Revenons à ton parcours. Tu sors un disque alors que tu es en terminale.

Oui. L’année de ma terminale, j’ai sorti un CD chez un des plus grands producteurs de l’époque, il avait produit « Notre Dame de Paris ». On passait en radio, sur NRJ… On était trop contents avec mes copains. Tu t’imagines, on était au lycée et on passait à la radio !… Après, de fil en aiguille, les choses ont moins fonctionné. Je me suis dit qu’il fallait que je réussisse dans ce métier. Je suis sorti de mon quartier et je suis allé dans les plus belles soirées à Paris. Hélas, avec mes copains, on n’était pas les bienvenus. Non parce qu’on faisait des choses mal, mais à cause de notre physique, notre aspect. Mais avec mon esprit un peu revanchard, je suis revenu sans mes copains. J’ai changé un peu mon style et j’ai réussi à rentrer dans ces soirées. J’ai rapidement compris qu’on ne nous refusait pas l’entrée pour notre origine, mais pour notre style. Le style est plus important que tout, je l’ai compris très rapidement.

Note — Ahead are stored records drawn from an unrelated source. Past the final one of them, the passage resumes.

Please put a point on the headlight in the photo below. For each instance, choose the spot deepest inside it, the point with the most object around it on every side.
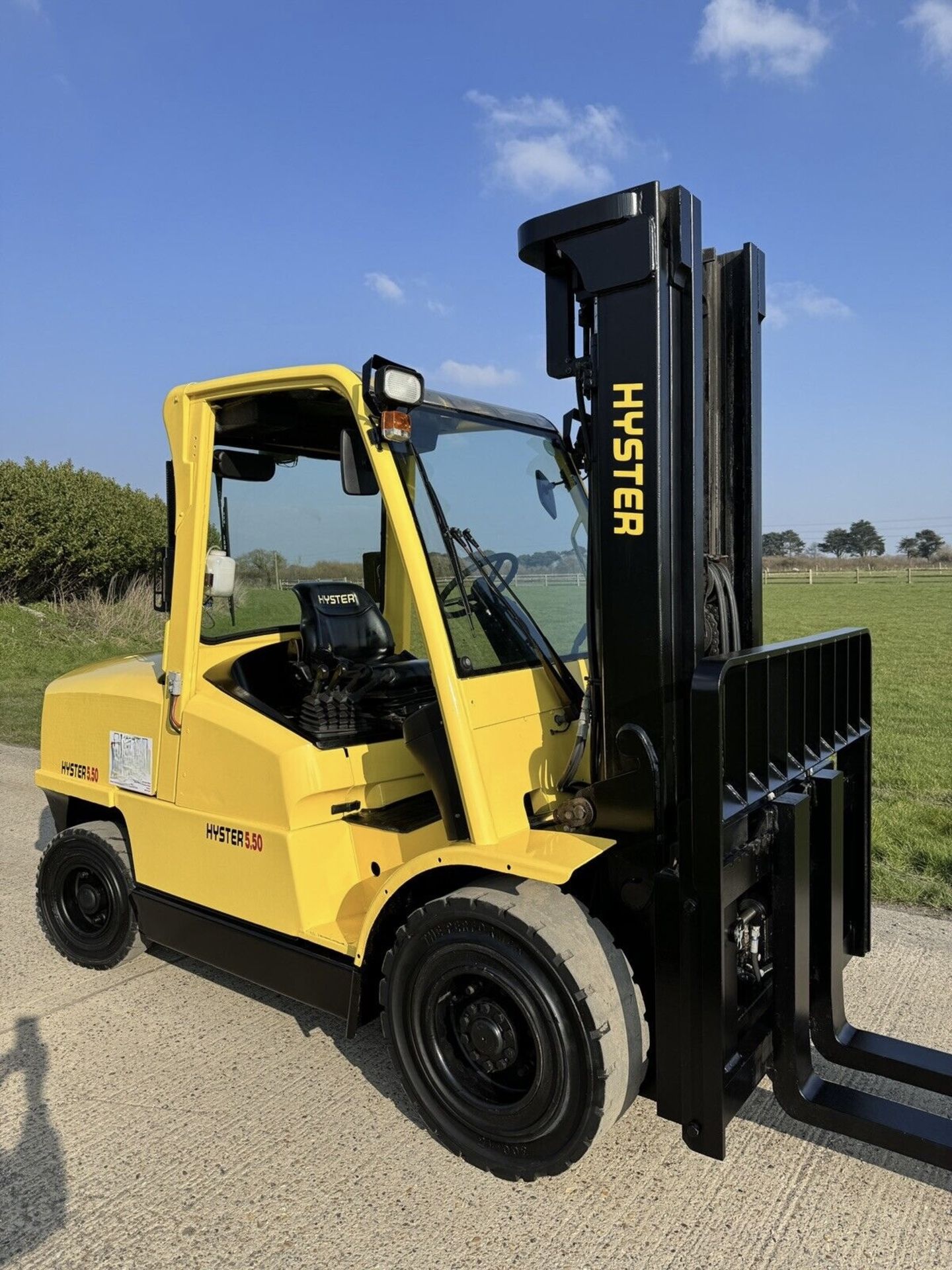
(389, 386)
(404, 388)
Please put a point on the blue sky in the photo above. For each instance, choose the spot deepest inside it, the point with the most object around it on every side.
(201, 187)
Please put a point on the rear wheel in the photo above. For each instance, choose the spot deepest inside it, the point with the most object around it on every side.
(516, 1025)
(83, 896)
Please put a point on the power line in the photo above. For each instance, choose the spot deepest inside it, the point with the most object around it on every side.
(912, 523)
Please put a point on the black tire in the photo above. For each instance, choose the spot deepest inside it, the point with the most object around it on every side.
(518, 976)
(83, 897)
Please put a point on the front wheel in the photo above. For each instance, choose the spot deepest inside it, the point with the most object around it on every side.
(516, 1025)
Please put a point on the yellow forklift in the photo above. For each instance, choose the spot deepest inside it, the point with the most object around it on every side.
(573, 835)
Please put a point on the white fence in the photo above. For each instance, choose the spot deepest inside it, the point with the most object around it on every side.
(822, 577)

Tu rencontres alors pas mal de gens.

Oui, j’ai rencontré pas mal de gens dans toutes ces soirées. Des gens du monde du cinéma, de la musique… On m’a proposé une mission pour le Ministère de la Culture. J’ai continué à faire de la musique, mais j’étais tellement fier de bosser pour le Ministère de la Culture ! J’ai même travaillé sur des missions pour l’Elysée après. Parallèlement, j’ai toujours travaillé ma musique. Je n’ai jamais lâché. Pour moi, le timide, la musique a toujours été mon moyen d’expression. La musique m’a permis de parler, de m’exprimer. Quand je chantais, on me regardait et on m’écoutait. La musique était ma façon d’exister, tout simplement. Certains existent avec leur argent ou leur descendance, moi, j’existais avec ma musique. Ça me convenait parfaitement. Je bossais à côté pour le cinéma et ce genre de chose, mais j’avais mon projet perso en tête.

Tu te maries à l’époque.

Oui. Ma femme était extrêmement jalouse et elle m’a très bien fait comprendre que la musique, ce ne serait pas possible. Elle ne voulait pas voir des filles tourner autour de moi. J’ai accepté, mais mon cœur mentait. J’ai dit OK avec la bouche, mais pas avec le cœur. J’ai donc continué en douce à faire de la musique… dans la cave. Sans qu’elle ne le sache, pour qu’elle ne s’en aperçoive pas. J’avais vraiment l’impression d’être un dealer qui se cachait parce qu’il faisait des choses pas nettes (rires) C’était pourtant juste de la musique… (sourire)

Tu commences à écrire pour les autres à cette époque.

Oui, puisque je ne pouvais plus chanter moi-même, j’écrivais pour les autres. J’ai voulu écrire pour celles et ceux dont personne ne voulait s’occuper. Là, j’ai commencé à m’occuper de certaines personnes, dont une jeune fille qui s’appelait Isabelle et que personne ne voulait signer. Je lui ai écrit la chanson « Je veux ». Elle s’est appelée Zaz, et la chanson est devenue un succès planétaire. Beaucoup m’ont demandé d’où je sortais… je sortais de ma cave ! (éclats de rire) Juste avant le succès de Zaz, je me suis séparé de mon ex et j’ai donc continué mon chemin dans la musique. J’ai eu la chance qu’on s’intéresse à moi et aux chansons que j’écrivais.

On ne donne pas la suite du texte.